Toshiba is thinking about laying people off in underperforming sectors and focusing more on lucrative operations, the company’s CEO said on Thursday.
According to a Reuters (opens in new tab)report, people might lose their jobs in the home appliances, TV and PC businesses. At the same time, Toshiba is looking for a partner for its nuclear operations.
The goal is to overhaul the company, after the $1.3 billion (£860m) accounting scandal.
"The latest accounting problems might have been driven by the fact that some of our businesses have lost earnings power. We must urgently take action in these businesses," Chief Executive Masashi Muromachi told a roundtable of reporters.
To get things done the right way, Toshiba has formed a management team, a move which was welcomed by shareholders.
Muromachi said that the restructuring steps may temporarily hurt the company's capital base, already weak compared with rivals such as Hitachi.
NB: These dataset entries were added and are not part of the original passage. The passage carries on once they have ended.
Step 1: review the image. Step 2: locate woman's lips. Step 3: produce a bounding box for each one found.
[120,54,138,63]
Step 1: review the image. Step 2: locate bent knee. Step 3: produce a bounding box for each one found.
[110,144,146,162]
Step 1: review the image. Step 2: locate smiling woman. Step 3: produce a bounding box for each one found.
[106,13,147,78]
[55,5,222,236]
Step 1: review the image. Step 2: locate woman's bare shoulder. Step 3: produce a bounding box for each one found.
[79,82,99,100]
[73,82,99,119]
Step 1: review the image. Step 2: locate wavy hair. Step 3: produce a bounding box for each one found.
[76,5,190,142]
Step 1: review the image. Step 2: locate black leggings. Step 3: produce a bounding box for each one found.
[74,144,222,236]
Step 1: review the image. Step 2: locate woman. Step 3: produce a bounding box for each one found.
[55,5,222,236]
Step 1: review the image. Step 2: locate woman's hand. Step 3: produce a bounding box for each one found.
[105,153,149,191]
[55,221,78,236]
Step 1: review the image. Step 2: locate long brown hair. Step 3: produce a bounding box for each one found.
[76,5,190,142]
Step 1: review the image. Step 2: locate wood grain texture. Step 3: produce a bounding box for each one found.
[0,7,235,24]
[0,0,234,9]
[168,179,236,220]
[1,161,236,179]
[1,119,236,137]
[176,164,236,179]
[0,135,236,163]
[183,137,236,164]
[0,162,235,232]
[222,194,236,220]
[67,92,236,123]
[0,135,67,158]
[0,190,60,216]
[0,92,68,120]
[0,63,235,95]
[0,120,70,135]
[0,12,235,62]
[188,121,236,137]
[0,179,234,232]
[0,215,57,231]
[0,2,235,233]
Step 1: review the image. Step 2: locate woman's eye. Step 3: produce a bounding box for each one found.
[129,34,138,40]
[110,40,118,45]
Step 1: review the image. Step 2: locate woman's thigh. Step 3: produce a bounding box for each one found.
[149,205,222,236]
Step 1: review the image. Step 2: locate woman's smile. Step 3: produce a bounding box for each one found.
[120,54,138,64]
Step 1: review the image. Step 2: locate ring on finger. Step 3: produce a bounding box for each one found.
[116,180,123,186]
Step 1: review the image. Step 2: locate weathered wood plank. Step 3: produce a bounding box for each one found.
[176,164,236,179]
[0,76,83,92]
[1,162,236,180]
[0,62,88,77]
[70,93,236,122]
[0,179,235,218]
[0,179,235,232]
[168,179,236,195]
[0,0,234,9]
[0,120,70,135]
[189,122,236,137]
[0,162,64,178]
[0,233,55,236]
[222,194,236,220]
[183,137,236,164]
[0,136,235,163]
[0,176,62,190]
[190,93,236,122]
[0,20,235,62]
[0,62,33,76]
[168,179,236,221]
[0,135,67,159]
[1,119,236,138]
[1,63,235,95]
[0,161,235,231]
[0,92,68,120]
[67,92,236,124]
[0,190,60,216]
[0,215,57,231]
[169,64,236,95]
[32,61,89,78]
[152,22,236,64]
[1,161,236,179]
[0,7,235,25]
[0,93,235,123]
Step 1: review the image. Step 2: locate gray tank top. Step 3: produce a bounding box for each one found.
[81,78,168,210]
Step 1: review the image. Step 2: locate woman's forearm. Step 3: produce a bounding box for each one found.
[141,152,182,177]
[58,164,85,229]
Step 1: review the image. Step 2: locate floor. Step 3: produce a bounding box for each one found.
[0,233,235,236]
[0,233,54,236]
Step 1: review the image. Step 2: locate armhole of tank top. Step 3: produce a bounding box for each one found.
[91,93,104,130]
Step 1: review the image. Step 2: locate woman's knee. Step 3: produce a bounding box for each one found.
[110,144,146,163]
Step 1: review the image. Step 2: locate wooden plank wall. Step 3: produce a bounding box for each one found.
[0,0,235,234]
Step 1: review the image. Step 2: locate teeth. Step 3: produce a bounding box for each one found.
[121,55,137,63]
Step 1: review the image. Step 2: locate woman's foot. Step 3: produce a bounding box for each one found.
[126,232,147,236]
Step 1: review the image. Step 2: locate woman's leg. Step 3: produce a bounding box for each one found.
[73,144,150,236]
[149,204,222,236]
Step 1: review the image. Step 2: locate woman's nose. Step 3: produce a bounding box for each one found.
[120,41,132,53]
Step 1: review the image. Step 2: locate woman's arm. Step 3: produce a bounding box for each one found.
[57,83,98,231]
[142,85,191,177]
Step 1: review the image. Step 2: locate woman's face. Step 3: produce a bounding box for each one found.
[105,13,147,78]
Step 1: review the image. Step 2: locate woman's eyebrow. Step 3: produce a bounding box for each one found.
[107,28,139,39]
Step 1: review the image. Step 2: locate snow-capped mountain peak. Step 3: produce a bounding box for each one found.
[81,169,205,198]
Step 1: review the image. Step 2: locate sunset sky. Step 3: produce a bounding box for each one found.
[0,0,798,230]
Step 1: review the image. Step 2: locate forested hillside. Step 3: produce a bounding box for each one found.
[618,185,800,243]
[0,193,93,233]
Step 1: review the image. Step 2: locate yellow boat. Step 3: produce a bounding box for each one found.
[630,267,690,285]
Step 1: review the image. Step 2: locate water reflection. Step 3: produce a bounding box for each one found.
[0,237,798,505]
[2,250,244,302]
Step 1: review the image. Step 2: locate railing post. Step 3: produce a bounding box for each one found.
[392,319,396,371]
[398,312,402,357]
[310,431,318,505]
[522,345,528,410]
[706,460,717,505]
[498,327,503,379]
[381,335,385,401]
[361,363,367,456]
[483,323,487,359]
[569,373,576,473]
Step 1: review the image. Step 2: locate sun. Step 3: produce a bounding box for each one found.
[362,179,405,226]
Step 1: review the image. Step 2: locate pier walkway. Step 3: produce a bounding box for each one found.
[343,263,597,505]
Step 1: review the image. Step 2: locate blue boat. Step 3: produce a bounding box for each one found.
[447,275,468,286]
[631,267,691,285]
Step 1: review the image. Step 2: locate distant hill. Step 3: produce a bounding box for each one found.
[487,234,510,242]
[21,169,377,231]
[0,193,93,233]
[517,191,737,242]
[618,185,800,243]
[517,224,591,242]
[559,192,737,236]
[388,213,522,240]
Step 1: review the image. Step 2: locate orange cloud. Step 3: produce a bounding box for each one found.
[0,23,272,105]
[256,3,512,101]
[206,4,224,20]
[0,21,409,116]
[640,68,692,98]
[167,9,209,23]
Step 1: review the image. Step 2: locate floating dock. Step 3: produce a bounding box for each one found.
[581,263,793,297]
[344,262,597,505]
Being placed on the Tokyo Stock Exchange's watch list, Toshiba is practically unable to raise funds through bond and equity issuance.
Muromachi added that, if need be, Toshiba can look to banks for loans.
Toshiba's nuclear power business, which has been the centre of investor attention, may need a partner, he said.
"The environment for the nuclear business is tough in Japan, and we need to address various issues to meet revised U.S. regulatory rules," he said.
Analysts have long speculated that the value of assets and goodwill related to Toshiba's 87 per cent stake in U.S. nuclear unit Westinghouse Electric has been overstated, though the company has insisted that there is no need for a write-down at least for now.
Toshiba paid $5.4 billion (£3.5bn) for a majority stake in 2006 at the height of the nuclear industry boom. But the Fukushima disaster and the U.S. shale boom have reduced the appeal of nuclear power.